Not really. No linear phase IIR's exist, but there are plenty of
non-linear phase FIR's. (There are also cascades of non-linear phase IIR's
which constitute linear phase FIR's, so beware. ;)
>But it seems to me that more real time filters are IIR but not FIR.
Both IIR's and FIR's can always be implemented in real time, if they're
causal. All it takes is processing power. The phase shift is a separate
concern entirely.
>I thought linear phase was more preferable.
It is when you want transparency. It isn't when you want a specific
effect, involving a phase shift. Both phasing and flanging are based on
that. So are many of the amp emulations out there. Phase shift is only bad
if you want what comes out to sound like what goes in. In DSP, that
assumption is for the most part just false.
>Especially in EQs.
True. Most of the time we wan't EQ's to affect just amplitude, not phase.

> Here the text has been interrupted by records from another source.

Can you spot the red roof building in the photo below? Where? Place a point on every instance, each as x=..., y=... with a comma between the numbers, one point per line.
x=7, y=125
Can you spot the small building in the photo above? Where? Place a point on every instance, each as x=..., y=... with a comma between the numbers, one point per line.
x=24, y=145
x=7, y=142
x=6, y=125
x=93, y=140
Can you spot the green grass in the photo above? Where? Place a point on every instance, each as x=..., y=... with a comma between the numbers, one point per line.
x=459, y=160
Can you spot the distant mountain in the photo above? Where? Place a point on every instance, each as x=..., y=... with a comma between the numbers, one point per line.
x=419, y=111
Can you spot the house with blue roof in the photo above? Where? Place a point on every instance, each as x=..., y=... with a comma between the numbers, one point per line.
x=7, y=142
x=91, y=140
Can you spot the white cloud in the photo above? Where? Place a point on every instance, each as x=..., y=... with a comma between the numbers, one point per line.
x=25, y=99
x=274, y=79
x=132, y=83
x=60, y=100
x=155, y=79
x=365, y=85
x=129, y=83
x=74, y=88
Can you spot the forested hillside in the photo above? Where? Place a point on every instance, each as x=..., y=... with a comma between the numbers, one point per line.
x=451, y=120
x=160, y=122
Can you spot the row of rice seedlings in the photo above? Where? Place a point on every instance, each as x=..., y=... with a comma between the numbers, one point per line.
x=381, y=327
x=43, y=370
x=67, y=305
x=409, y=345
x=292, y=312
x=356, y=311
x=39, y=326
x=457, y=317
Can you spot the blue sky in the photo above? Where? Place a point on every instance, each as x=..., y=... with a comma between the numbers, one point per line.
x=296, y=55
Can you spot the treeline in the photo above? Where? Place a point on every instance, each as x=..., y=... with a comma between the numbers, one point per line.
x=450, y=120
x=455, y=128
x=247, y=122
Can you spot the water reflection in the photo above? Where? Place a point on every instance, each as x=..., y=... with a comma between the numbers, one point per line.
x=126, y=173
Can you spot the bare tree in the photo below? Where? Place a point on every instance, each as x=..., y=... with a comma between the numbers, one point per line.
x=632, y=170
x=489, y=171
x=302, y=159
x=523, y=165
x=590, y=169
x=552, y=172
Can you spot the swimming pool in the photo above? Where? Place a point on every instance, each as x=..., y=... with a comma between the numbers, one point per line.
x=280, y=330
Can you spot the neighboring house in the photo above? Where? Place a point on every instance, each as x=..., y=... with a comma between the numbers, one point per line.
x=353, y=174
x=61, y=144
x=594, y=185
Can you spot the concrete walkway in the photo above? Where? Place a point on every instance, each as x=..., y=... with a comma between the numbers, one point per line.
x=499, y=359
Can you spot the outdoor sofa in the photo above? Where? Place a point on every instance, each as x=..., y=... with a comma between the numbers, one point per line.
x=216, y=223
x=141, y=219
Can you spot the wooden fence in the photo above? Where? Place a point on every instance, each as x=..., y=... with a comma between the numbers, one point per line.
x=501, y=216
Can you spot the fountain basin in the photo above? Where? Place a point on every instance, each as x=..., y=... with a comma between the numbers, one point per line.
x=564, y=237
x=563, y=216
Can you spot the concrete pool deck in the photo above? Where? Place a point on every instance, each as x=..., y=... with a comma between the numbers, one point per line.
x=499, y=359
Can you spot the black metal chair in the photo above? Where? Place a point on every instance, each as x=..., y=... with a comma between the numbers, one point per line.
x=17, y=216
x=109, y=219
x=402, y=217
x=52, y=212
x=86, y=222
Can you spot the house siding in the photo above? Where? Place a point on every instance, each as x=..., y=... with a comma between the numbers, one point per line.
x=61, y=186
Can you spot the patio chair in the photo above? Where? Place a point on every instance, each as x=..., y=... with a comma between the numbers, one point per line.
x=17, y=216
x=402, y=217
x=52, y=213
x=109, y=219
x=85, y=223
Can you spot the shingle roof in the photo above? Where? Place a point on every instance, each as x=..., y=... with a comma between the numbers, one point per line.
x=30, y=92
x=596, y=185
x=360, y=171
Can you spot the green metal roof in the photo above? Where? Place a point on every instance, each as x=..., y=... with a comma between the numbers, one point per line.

But EQ's are just a small part of audio processing as a whole. Not to
mention synthesis...
>But some really expensive EQs like the Sony Oxford's is advertised as non
>linear. Could anybody give me some clues on this please?
Well, EQ's can be used as an effect as well. They have their sound, and
sometimes we want to utilize that sound. Some of it comes from phase
nonlinearity, a part from complicated amplitude response, and a bit from
actual nonlinearity. All of those can contribute to a pleasurable sound.